For automation, you can trigger agents on a schedule using cron jobs, webhooks, or external scripts. A popular pattern is running a morning report agent that checks analytics, summarizes overnight events, and sends a digest to Telegram at 8 AM every day.

# Example cron job: daily morning report at 8 AM
0 8 * * * openclaw agent --agent radar --message "Generate today's SEO report"

The full multi-agent and automation setup is covered in our dedicated guides. For now, focus on getting your first agent working smoothly, and expand from there.

Frequently Asked Questions

How long does it take to set up OpenClaw from scratch?

Most people go from zero to a working agent in under 15 minutes. Installation takes about 2 minutes, creating your first SOUL.md takes another 5, and connecting an LLM provider takes 1-2 minutes. The rest is optional configuration like messaging platforms and skills.

Do I need coding experience to use OpenClaw?

No. OpenClaw agents are configured with markdown files, not code. If you can write a text document, you can create an agent. Skills are written in JavaScript or Python, but you can use the 162 pre-built templates from the community without writing any code yourself.

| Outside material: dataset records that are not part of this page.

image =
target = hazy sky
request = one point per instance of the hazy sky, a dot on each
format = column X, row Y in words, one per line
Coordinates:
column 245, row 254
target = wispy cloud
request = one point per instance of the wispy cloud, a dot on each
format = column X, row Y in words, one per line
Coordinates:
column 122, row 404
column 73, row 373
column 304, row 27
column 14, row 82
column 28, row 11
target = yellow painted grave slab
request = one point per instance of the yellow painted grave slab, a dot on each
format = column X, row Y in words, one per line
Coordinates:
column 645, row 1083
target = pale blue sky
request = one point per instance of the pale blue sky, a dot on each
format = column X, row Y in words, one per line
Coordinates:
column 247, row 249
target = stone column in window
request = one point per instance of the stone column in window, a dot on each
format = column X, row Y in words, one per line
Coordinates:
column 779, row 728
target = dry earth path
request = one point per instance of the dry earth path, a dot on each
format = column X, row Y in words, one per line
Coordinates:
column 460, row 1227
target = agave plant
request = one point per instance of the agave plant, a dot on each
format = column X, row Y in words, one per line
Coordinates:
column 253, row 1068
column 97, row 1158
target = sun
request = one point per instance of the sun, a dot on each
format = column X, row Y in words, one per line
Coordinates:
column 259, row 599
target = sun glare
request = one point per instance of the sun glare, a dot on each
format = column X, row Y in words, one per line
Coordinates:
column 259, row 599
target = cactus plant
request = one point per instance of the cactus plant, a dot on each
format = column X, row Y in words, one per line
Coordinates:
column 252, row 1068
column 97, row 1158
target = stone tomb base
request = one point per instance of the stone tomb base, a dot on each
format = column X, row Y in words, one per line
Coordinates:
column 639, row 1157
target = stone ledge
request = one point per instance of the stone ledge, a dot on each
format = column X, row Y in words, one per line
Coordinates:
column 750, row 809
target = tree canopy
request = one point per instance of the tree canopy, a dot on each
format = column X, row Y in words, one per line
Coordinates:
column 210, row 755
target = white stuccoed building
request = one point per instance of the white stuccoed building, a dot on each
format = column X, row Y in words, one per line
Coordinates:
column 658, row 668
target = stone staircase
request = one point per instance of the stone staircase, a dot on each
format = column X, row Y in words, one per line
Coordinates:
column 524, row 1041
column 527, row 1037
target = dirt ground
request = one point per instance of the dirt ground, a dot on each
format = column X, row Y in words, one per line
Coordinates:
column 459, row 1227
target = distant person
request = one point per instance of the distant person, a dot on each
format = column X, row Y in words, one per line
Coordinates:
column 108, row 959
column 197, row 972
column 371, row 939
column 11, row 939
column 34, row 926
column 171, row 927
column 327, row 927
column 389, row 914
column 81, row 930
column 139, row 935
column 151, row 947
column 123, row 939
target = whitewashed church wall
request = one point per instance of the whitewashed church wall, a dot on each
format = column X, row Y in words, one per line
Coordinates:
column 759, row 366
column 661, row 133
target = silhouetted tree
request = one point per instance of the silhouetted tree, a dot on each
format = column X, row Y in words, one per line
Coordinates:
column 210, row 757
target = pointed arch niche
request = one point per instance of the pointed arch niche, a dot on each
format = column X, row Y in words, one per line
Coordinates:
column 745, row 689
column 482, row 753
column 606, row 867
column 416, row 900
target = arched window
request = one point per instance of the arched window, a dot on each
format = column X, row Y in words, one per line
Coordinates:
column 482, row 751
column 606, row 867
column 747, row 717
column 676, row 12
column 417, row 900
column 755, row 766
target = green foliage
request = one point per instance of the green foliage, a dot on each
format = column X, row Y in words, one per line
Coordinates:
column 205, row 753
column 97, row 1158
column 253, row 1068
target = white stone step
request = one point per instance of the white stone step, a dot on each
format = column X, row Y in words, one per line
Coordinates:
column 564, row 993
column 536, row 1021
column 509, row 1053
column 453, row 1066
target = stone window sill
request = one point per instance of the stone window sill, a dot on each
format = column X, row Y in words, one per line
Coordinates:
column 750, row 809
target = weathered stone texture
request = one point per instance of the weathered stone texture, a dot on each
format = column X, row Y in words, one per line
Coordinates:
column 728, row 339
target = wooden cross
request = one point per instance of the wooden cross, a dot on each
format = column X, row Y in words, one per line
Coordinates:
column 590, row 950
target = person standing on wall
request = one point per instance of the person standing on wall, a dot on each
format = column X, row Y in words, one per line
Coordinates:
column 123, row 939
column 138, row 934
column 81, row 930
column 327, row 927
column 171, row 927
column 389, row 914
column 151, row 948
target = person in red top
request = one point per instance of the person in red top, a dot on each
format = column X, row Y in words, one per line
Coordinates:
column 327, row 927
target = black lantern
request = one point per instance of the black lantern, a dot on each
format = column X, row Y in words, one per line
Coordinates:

Can I use OpenClaw completely free with local models?

Yes. Install Ollama, pull a model like llama3 or mistral, and set OpenClaw to use the Ollama provider. Everything runs on your machine with zero API costs. You need at least 8 GB of RAM for 7B parameter models. For production use, Claude or GPT-4o will give better results.

What is the difference between SOUL.md and AGENTS.md?

SOUL.md defines a single agent: its personality, role, instructions, and behavior rules. AGENTS.md defines how multiple agents work together as a team, including delegation rules, communication patterns, and task routing. You start with SOUL.md for your first agent and add AGENTS.md when you need a multi-agent system.

Can I run OpenClaw on a Raspberry Pi or cheap VPS?

Yes. OpenClaw itself uses minimal resources since the heavy lifting happens on the LLM provider side. A Raspberry Pi 4 with 4 GB RAM or a $5/month VPS can run multiple agents using cloud-based LLMs like Claude or GPT-4o. If you want to run local models too, you need at least 8 GB RAM.